Class WorkPullingProducerController


  • public class WorkPullingProducerController
    extends java.lang.Object
    Work pulling is a pattern where several worker actors pull tasks in their own pace from a shared work manager instead of that the manager pushes work to the workers blindly without knowing their individual capacity and current availability.

    The WorkPullingProducerController can be used together with ConsumerController to implement the work pulling pattern.

    One important property is that the order of the messages should not matter, because each message is routed randomly to one of the workers with demand. In other words, two subsequent messages may be routed to two different workers and processed independent of each other.

    A worker actor (consumer) and its ConsumerController is dynamically registered to the WorkPullingProducerController via a ServiceKey. It will register itself to the * Receptionist, and the WorkPullingProducerController subscribes to the same key to find active workers. In this way workers can be dynamically added or removed from any node in the cluster.
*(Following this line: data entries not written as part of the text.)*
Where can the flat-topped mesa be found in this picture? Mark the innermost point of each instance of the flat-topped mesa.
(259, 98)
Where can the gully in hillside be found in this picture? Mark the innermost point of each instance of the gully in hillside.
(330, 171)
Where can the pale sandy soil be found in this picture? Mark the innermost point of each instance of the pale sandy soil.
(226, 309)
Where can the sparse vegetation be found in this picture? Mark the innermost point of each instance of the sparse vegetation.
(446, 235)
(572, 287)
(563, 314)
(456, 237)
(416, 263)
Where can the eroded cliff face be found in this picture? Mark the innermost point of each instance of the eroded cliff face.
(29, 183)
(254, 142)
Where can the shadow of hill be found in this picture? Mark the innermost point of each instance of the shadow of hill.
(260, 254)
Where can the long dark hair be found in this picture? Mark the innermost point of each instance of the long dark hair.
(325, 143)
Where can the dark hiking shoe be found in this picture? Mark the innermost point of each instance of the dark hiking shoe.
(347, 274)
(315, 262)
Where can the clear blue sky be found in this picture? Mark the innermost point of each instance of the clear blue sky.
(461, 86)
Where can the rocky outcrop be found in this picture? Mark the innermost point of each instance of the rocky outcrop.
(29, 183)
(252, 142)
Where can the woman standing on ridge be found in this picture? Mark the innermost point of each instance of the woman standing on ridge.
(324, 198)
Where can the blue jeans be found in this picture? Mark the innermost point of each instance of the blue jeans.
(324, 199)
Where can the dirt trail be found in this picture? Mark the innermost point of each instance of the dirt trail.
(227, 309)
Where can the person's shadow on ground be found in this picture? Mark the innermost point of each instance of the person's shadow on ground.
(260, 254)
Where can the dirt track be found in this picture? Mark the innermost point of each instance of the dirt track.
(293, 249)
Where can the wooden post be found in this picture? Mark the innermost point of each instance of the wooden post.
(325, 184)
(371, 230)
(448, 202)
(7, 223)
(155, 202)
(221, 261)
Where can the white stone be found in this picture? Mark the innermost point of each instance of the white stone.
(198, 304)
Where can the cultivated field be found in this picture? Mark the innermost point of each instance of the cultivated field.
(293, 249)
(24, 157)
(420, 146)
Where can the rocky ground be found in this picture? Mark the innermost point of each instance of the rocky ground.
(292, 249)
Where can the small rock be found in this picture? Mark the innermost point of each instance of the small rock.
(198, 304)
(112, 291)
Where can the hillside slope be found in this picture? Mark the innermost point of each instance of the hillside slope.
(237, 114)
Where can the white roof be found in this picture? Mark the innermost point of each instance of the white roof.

    The work manager (producer) actor will start the flow by sending a WorkPullingProducerController.Start message to the WorkPullingProducerController. The ActorRef in the Start message is typically constructed as a message adapter to map the WorkPullingProducerController.RequestNext to the protocol of the producer actor.

    The WorkPullingProducerController sends RequestNext to the producer, which is then allowed to send one message to the WorkPullingProducerController via the sendNextTo in the RequestNext. Thereafter the producer will receive a new RequestNext when it's allowed to send one more message. It will send a new RequestNext when there are demand from any worker. It's possible that all workers with demand are deregistered after the RequestNext is sent and before the actual messages is sent to the WorkPullingProducerController. In that case the message is buffered and will be delivered when a new worker is registered or when there is new demand.

    The producer and WorkPullingProducerController actors are supposed to be local so that these messages are fast and not lost. This is enforced by a runtime check.

    Many unconfirmed messages can be in flight between the WorkPullingProducerController and each ConsumerController. The flow control is driven by the consumer side, which means that the WorkPullingProducerController will not send faster than the demand requested by the workers.

    Lost messages are detected, resent and deduplicated if needed. This is also driven by the consumer side, which means that the WorkPullingProducerController will not push resends unless requested by the ConsumerController.

    If a worker crashes or is stopped gracefully the unconfirmed messages for that worker will be routed to other workers by the WorkPullingProducerController. This may result in that some messages may be processed more than once, by different workers.

    Until sent messages have been confirmed the WorkPullingProducerController keeps them in memory to be able to resend them. If the JVM of the WorkPullingProducerController crashes those unconfirmed messages are lost. To make sure the messages can be delivered also in that scenario the WorkPullingProducerController can be used with a DurableProducerQueue. Then the unconfirmed messages are stored in a durable way so that they can be redelivered when the producer is started again. An implementation of the DurableProducerQueue is provided by EventSourcedProducerQueue in akka-persistence-typed.

    Instead of using tell with the sendNextTo in the RequestNext the producer can use context.ask with the askNextTo in the RequestNext. The difference is that a reply is sent back when the message has been handled. If a DurableProducerQueue is used then the reply is sent when the message has been stored successfully, but it might not have been processed by the consumer yet. Otherwise the reply is sent after the consumer has processed and confirmed the message.

    It's also possible to use the WorkPullingProducerController and ConsumerController without resending lost messages, but the flow control is still used. This can for example be useful when both consumer and producer are know to be located in the same local ActorSystem. This can be more efficient since messages don't have to be kept in memory in the ProducerController until they have been confirmed, but the drawback is that lost messages will not be delivered. See configuration only-flow-control of the ConsumerController.

    The producerId is used in logging and included as MDC entry with key "producerId". It's propagated to the ConsumerController and is useful for correlating log messages. It can be any String but it's recommended to use a unique identifier of representing the producer.

    If the DurableProducerQueue is defined it is created as a child actor of the WorkPullingProducerController actor. ProducerController actors are created for each registered worker. Those child actors use the same dispatcher as the parent WorkPullingProducerController.